USE OF YOUR JOURNAL/RECORDBOOK—You can also keep track of your notary fees through the use of a journal or recordbook. Each entry for the performance of a notarial act has a space for you to record your notary fee for that notarial act. A recordbook is a great tool for adding up the total amount of your fees for notarial services at the end of the year, so you may accurately report your notary income to the IRS.

INVOICE SAMPLE—The following is a sample of an invoice presented to the father of the bride for a wedding ceremony to be performed in June 2009 by a Florida notary public. Only Florida, South Carolina, Maine and Montana (effective 10-1-19) permit notaries to solemnize marriages.

IMPORTANT: ASN does NOT suggest or warrant that the non-notarial fees shown below are typical… these figures are shown ONLY so we may illustrate how to create a line-itemed invoice!

Jean Thomas, Wedding Planner and Florida Notary Invoice

Wedding of Mary Smith & James Jones–Taking place June 1, 2009.

Reserving sites of wedding ceremony and reception:...……........$100.00

Hotel site planning for reception:
            Reserving rooms for guests...........................………........$50.00
            Coordinating food and beverage..................…….............$150.00
            Decorating banquet room for reception.........………........$300.00

Travel to site of ceremony on date of wedding............……..........$50.00

Solemnizing marriage as a notary public..................……….........$30.00 
Total:  $680.00

As you can see, Jean Thomas offered services to the bride and groom other than performing the marriage ceremony. She carefully line-itemed each fee and expense so there would be no confusion as to what each charge in the invoice was for. It is clear that, although Jean charged the maximum that Florida law allows for performing the marriage ceremony, she did not overcharge for her work as a notary.

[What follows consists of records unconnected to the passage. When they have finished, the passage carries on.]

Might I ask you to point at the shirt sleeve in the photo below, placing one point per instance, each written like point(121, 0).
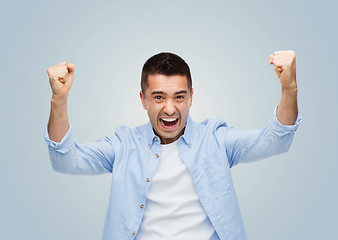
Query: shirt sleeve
point(244, 146)
point(82, 159)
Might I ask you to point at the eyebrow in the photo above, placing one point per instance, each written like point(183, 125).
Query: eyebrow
point(160, 92)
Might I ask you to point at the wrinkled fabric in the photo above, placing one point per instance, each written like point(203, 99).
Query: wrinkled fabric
point(209, 149)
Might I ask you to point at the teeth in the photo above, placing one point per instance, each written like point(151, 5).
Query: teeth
point(169, 119)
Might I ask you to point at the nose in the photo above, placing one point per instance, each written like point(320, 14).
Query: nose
point(169, 108)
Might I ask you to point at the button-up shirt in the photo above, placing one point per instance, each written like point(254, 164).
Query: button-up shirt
point(209, 149)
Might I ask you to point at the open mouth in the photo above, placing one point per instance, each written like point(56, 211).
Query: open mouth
point(169, 122)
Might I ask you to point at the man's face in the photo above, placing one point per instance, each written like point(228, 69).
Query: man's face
point(167, 100)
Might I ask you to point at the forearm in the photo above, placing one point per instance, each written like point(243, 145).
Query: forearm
point(287, 111)
point(58, 123)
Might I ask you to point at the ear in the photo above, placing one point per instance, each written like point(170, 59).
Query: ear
point(143, 100)
point(192, 92)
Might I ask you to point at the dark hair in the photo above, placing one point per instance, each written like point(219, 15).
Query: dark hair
point(165, 63)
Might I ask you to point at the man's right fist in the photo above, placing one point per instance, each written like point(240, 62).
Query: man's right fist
point(61, 78)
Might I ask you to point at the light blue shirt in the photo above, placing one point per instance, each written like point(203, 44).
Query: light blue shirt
point(209, 149)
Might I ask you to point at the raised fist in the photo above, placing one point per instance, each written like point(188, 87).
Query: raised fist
point(61, 78)
point(285, 67)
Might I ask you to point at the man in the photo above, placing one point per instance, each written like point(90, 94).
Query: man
point(171, 177)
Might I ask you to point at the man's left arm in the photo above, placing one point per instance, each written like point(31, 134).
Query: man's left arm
point(285, 68)
point(275, 138)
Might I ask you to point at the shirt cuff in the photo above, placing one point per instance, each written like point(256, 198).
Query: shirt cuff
point(286, 128)
point(64, 145)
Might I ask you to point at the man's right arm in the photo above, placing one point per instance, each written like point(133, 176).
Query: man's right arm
point(66, 156)
point(61, 78)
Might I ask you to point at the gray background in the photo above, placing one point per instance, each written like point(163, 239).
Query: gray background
point(226, 44)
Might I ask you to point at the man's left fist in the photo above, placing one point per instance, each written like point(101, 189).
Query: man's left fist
point(285, 67)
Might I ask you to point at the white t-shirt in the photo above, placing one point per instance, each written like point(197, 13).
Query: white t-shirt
point(173, 210)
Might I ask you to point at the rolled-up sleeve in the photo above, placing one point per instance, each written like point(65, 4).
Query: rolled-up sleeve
point(244, 146)
point(69, 157)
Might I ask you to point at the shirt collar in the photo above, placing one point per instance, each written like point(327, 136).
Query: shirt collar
point(187, 137)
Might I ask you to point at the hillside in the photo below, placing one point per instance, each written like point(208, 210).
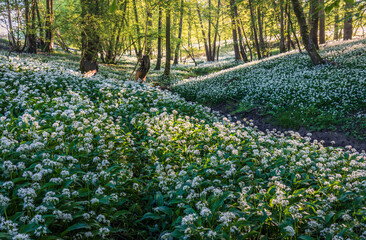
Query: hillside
point(100, 158)
point(289, 92)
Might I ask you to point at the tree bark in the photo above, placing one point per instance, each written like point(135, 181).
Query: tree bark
point(336, 27)
point(176, 57)
point(254, 30)
point(314, 21)
point(233, 25)
point(160, 26)
point(347, 29)
point(260, 29)
point(203, 32)
point(308, 43)
point(49, 26)
point(89, 36)
point(32, 47)
point(321, 22)
point(168, 47)
point(282, 31)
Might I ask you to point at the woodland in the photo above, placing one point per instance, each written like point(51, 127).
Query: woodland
point(183, 119)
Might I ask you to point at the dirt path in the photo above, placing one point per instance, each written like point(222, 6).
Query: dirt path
point(341, 139)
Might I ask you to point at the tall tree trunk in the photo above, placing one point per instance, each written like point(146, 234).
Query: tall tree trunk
point(314, 21)
point(11, 30)
point(347, 29)
point(203, 32)
point(308, 43)
point(168, 47)
point(289, 42)
point(282, 29)
point(321, 22)
point(254, 29)
point(89, 36)
point(246, 40)
point(179, 34)
point(293, 29)
point(160, 26)
point(260, 30)
point(209, 31)
point(139, 50)
point(32, 47)
point(149, 30)
point(40, 27)
point(216, 30)
point(336, 26)
point(233, 25)
point(49, 26)
point(241, 40)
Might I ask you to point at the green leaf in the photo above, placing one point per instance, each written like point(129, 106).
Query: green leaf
point(76, 227)
point(304, 237)
point(113, 6)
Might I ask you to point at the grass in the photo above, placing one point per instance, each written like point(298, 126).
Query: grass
point(292, 92)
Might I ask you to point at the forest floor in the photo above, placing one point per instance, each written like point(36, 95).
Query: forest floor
point(286, 93)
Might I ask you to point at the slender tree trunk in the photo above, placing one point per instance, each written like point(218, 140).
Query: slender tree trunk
point(347, 29)
point(246, 40)
point(308, 43)
point(49, 26)
point(40, 27)
point(32, 47)
point(168, 47)
point(234, 29)
point(254, 30)
point(282, 30)
point(149, 31)
point(137, 29)
point(209, 31)
point(260, 28)
point(216, 30)
point(289, 42)
point(203, 33)
point(314, 21)
point(336, 27)
point(241, 40)
point(179, 34)
point(89, 36)
point(160, 26)
point(11, 30)
point(321, 22)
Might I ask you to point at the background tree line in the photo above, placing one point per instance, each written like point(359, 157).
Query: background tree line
point(103, 30)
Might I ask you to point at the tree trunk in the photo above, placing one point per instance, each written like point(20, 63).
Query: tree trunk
point(254, 30)
point(216, 30)
point(336, 27)
point(260, 29)
point(160, 26)
point(203, 33)
point(347, 29)
point(137, 29)
point(32, 47)
point(179, 34)
point(314, 20)
point(293, 29)
point(89, 36)
point(241, 40)
point(308, 43)
point(233, 25)
point(282, 31)
point(11, 30)
point(321, 22)
point(168, 47)
point(289, 42)
point(149, 27)
point(49, 26)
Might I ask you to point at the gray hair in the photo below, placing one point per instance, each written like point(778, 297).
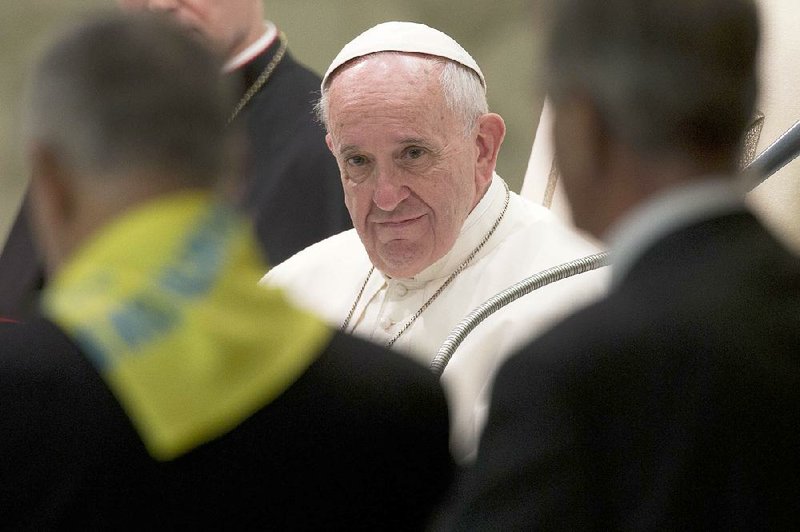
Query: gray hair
point(125, 93)
point(666, 75)
point(462, 89)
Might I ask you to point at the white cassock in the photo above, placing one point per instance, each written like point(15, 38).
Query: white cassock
point(778, 198)
point(328, 276)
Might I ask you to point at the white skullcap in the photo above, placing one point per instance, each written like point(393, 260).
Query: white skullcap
point(404, 37)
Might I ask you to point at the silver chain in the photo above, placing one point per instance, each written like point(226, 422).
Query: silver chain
point(262, 78)
point(438, 292)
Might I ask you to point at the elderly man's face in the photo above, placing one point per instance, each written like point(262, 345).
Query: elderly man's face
point(228, 24)
point(408, 169)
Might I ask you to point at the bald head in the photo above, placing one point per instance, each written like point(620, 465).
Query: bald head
point(667, 75)
point(120, 110)
point(228, 25)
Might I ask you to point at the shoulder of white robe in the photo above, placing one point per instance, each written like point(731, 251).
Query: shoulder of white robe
point(541, 183)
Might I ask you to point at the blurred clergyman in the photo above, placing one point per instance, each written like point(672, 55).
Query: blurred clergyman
point(673, 403)
point(437, 231)
point(290, 186)
point(162, 390)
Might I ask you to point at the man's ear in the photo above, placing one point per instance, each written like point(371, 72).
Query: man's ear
point(51, 206)
point(329, 142)
point(491, 132)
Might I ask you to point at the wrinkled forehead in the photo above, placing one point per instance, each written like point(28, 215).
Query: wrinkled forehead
point(396, 67)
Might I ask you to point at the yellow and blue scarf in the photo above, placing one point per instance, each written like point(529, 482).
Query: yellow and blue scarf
point(165, 304)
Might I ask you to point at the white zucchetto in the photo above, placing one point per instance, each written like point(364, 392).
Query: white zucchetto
point(407, 37)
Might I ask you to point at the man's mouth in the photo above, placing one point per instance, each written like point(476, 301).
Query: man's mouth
point(402, 222)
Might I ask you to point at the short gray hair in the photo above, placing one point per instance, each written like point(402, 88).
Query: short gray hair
point(127, 92)
point(666, 75)
point(462, 89)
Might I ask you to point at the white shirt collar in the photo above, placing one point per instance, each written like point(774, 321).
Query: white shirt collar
point(249, 53)
point(475, 227)
point(667, 212)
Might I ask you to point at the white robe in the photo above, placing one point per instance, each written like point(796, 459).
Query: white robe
point(327, 276)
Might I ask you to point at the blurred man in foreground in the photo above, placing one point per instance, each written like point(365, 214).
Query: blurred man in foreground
point(437, 231)
point(161, 390)
point(290, 186)
point(673, 403)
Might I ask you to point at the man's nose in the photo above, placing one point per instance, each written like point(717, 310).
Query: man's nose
point(162, 5)
point(390, 189)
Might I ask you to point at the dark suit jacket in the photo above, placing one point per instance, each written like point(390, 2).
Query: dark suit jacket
point(358, 442)
point(672, 404)
point(291, 188)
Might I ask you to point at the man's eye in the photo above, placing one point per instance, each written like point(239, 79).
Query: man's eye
point(415, 152)
point(357, 160)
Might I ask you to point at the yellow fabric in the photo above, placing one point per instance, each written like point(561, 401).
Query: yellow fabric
point(164, 302)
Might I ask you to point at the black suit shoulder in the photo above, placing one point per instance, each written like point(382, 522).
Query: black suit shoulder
point(672, 403)
point(359, 441)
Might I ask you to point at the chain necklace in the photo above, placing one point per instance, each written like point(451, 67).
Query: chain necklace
point(410, 321)
point(262, 78)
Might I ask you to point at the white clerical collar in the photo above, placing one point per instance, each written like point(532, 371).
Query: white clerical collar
point(249, 53)
point(677, 208)
point(475, 227)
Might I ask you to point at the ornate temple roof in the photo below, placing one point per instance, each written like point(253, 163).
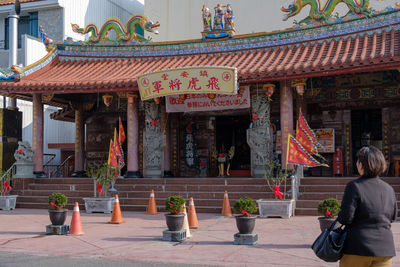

If your client is not sure how much you charged for the notarization and how much you charged for the other services you may have provided or expenses you incurred, he may come to think that you overcharged for the notarial act that you performed for him and file a complaint with your commissioning authority. Avoid these unnecessary complaints by communicating the amount of your fees and expenses to the client both verbally and with a line-itemed invoice.